The route set congestion messages and procedures will not be supported at this time as they are options in the spec and not frequently encountered.

Thursday, January 31, 2008

Bug Found in ss7boost_cli --ckt-block

A bug was found with the ss7boost CLI commands:

./ss7boost_cli --ckt-block --span X --chan all
./ss7boost_cli --ckt-unblock --span X --chan all

The logs for the unblock follow:

Jan 31 22:46:08 acc05 ss7boost[9831]: I:sb_mpc.c:sg_bsm_unblock_sending:MARK:0
Jan 31 22:46:08 acc05 ss7boost[9831]: I:sb_mpc.c:sg_bsm_wait_uba:MARK:0
Jan 31 22:46:08 acc05 ss7boost[9831]: W:sb_mpc.c:sg_bsm_wait_uba:SS7 event id not expected:event id follows:2

Using block and unblock with individual circuits works:

./ss7boost_cli --ckt-block --span X --chan Y
./ss7boost_cli --ckt-unblock --span X --chan Y

This problem will be fixed in next major revision of ss7boost because the entire circuit maintenance method has been redesigned as mentioned in the previous post on this website.

No fix will be made in the following revisions and below:

Xyganda Technology, Inc. ss7boost Revision 1.0.1-25 (and any 25 branch revs like 25.2+)
Xygnada Technology, Inc. ss7boost Command Line Interface, Version: 1.0.1-01

Monday, January 21, 2008

Circuit Maintenance Manager and Bug Fixes

The maintenance of voice circuits in ISUP in ss7boost is being overhauled. Currently, call processing and circuit maintenance initiate circuit resets and blocks directly without any coordination. As hardware blocking design evolved it became apparent that circuit maintenance needed centralized management. The central maintenance manager (CMM) controls the resetting and blocking of all ISUP voice circuits - 496 maximum presently - per node. Each circuit has a maintenance action request queue. The CMM is dormant until queues are loaded and a trigger is pulled. The CMM checks all queues processing N circuits every M seconds until all queues are empty. Then the CMM returns to its dormant state.

The CMM code is written to a point that initial unit testing has begun. The number of test cases needed to verify operation looks to be high so unit testing with the ss7boost unit tester is a huge time saver.

There are a number of upgrades and configuration changes on-going so support work is spiking this week, which slows down CMM testing. This is exactly what makes predicting when large features will be ready very difficult. It's the nature of the business.

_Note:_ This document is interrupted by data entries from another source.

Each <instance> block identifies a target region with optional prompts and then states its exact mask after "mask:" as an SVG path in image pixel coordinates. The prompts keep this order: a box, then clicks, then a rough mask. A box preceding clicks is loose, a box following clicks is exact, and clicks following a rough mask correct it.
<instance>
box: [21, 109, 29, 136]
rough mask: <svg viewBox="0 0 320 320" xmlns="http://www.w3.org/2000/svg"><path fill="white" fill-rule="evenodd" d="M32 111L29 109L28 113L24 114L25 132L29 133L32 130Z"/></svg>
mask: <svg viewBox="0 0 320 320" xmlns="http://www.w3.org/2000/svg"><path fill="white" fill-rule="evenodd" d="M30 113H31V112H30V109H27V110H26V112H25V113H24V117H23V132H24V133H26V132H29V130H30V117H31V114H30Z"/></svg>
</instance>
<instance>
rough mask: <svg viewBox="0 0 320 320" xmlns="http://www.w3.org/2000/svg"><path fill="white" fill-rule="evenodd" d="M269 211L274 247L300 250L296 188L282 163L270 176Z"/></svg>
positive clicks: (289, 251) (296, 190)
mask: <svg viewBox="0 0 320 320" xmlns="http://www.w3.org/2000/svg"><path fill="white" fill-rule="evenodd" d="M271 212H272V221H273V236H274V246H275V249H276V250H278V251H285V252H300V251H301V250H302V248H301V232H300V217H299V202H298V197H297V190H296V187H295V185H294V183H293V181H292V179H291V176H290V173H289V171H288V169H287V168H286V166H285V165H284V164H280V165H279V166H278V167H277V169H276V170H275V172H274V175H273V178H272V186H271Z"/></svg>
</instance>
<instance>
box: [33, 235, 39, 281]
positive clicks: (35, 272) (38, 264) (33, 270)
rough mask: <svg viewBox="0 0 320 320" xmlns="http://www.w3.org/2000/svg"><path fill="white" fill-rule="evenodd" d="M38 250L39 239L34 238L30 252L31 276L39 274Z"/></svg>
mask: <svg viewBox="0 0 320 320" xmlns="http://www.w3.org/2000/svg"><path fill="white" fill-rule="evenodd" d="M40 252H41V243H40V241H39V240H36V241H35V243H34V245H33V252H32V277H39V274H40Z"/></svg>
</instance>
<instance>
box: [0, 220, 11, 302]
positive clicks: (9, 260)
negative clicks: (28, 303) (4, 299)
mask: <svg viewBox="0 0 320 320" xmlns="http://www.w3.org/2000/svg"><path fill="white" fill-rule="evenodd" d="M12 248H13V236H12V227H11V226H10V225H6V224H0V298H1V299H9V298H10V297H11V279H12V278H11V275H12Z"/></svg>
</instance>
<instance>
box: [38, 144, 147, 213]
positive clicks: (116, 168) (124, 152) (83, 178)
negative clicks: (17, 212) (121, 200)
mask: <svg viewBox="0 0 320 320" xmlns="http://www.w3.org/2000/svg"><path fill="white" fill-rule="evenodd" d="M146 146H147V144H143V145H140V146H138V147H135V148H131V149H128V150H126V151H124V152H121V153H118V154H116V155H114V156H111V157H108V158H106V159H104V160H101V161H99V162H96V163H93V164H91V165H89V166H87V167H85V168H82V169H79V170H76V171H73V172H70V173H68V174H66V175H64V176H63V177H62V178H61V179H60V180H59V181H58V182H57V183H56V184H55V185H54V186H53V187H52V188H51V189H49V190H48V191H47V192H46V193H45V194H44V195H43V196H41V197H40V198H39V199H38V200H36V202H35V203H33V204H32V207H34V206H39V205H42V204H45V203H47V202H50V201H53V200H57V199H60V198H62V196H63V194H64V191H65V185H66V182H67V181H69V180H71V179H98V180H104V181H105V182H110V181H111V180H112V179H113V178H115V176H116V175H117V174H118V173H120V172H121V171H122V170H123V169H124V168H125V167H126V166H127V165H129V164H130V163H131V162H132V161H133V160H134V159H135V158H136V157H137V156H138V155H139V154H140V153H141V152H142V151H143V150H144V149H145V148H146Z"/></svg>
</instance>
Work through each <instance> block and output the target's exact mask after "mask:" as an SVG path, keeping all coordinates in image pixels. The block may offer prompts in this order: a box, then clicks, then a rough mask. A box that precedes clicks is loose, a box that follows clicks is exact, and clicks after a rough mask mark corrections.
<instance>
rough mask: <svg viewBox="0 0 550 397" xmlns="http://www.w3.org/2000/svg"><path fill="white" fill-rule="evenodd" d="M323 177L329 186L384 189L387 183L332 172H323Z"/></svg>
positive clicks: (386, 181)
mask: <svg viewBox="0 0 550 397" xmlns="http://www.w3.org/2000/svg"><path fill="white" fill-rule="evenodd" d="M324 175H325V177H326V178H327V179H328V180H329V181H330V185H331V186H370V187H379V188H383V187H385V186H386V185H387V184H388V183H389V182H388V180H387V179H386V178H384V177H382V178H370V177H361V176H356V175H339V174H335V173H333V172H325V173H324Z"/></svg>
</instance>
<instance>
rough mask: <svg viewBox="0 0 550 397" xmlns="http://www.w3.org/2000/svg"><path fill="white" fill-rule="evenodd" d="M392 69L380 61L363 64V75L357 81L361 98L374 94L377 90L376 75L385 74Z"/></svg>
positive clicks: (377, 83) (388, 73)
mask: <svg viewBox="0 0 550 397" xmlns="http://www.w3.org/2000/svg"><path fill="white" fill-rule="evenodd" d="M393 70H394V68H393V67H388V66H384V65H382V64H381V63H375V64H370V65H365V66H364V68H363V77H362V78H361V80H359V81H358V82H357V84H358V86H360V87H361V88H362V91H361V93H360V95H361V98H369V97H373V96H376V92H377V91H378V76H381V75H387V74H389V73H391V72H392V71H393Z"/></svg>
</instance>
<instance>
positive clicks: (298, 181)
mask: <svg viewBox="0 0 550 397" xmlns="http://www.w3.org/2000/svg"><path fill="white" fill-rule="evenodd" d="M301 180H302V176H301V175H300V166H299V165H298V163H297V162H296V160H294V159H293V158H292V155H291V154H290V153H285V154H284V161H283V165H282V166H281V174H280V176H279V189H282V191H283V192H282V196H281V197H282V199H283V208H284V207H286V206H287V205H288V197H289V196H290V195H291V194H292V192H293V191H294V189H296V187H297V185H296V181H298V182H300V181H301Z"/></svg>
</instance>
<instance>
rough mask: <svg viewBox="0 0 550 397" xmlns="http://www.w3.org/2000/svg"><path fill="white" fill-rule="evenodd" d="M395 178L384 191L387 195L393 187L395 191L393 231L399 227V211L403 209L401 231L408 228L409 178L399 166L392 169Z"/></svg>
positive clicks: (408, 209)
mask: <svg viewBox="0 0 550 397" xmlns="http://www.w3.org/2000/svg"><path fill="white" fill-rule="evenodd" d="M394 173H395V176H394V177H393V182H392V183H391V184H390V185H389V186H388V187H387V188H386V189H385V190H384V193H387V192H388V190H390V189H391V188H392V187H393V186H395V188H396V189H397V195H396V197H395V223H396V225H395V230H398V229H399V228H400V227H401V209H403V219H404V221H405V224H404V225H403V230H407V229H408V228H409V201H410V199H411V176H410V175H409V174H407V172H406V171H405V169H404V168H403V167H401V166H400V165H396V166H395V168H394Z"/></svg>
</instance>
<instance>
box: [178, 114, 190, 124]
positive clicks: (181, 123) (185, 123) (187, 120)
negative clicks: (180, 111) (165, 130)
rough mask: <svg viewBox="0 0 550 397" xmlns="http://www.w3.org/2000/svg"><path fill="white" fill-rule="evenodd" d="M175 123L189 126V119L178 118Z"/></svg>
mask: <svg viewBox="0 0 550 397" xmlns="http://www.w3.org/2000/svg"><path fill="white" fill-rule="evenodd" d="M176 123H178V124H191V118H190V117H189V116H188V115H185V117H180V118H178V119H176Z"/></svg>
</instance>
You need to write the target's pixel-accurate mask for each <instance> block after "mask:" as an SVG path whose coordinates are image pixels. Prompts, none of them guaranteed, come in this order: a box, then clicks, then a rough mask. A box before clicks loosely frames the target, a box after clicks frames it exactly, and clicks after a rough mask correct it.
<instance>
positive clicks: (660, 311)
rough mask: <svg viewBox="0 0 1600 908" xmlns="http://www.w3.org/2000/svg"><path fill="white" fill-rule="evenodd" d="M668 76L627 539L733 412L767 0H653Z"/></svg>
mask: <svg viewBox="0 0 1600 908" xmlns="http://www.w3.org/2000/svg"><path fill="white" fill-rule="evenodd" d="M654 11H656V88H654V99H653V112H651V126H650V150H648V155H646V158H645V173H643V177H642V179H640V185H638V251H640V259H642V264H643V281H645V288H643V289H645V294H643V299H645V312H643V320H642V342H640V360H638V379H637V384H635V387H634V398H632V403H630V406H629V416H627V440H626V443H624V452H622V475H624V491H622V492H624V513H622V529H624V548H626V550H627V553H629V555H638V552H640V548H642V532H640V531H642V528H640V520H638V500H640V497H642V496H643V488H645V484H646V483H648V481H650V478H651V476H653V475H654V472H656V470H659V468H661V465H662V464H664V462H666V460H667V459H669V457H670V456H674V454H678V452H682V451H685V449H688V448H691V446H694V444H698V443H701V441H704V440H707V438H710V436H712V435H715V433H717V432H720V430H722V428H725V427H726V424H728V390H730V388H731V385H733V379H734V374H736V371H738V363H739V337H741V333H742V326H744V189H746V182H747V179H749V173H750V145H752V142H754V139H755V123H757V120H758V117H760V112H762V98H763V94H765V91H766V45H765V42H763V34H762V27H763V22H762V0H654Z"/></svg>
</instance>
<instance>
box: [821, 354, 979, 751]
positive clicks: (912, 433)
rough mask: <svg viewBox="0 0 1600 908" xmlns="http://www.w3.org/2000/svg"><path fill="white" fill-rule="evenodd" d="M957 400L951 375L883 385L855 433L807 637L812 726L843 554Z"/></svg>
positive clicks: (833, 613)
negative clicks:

Speaking of unit testers, sangoma_mgd now has its own unit tester apparatus. A number of bugs got stomped this past December as a result of using it.

We caught and killed bugs in sangoma_mgd and ss7boost last week. In sangoma_mgd there was a case where a call ended and was not propogated to ISUP. In ss7boost we found that some sigboost messages from sangoma_mgd to ss7boost were not being properly entered in to the ISUP CDR log. Also in ss7boost we found that the "SMGRev-" prefix was not attached to inbound RDNIS strings in Asterisk/Callweaver. A new SMG release is out today that delivers the fixes - ftp://ftp.sangoma.com/linux/smg/smginstall-2008-01-21.tgz

Sunday, January 20, 2008

New Look for ss7box.com

ss7box.com has a slightly new look. It is designed for rapid maintenance and moving as a defense against web hosts that suddenly and unexpectedly terminate service. It is also designed for optimal use as a technical user manual since that is its primary purpose. The design is embedded in a cascading style sheet.

Wednesday, January 02, 2008

We are back on blogspot

The wiki experience was OK until the web host went out of business. All the material is written in tikiwiki format and stored in an SQL database. I know next to nothing about tikiwiki administration and SQL databases. I also found that not all web hosts provide tikiwiki.

So, I revert to web 1.0. I will use HTML and docbook. The nice thing about docbook is that the same source will produce HTML or PDF. Since many ss7box users are charged per minute for Internet access, the wiki has not been the best documentation option for them. They are better served by downloading a PDF document that they can refer to repeatedly at no extra charge. Docbook is also a good system for porting content from one web host to another as they seem to be a transient.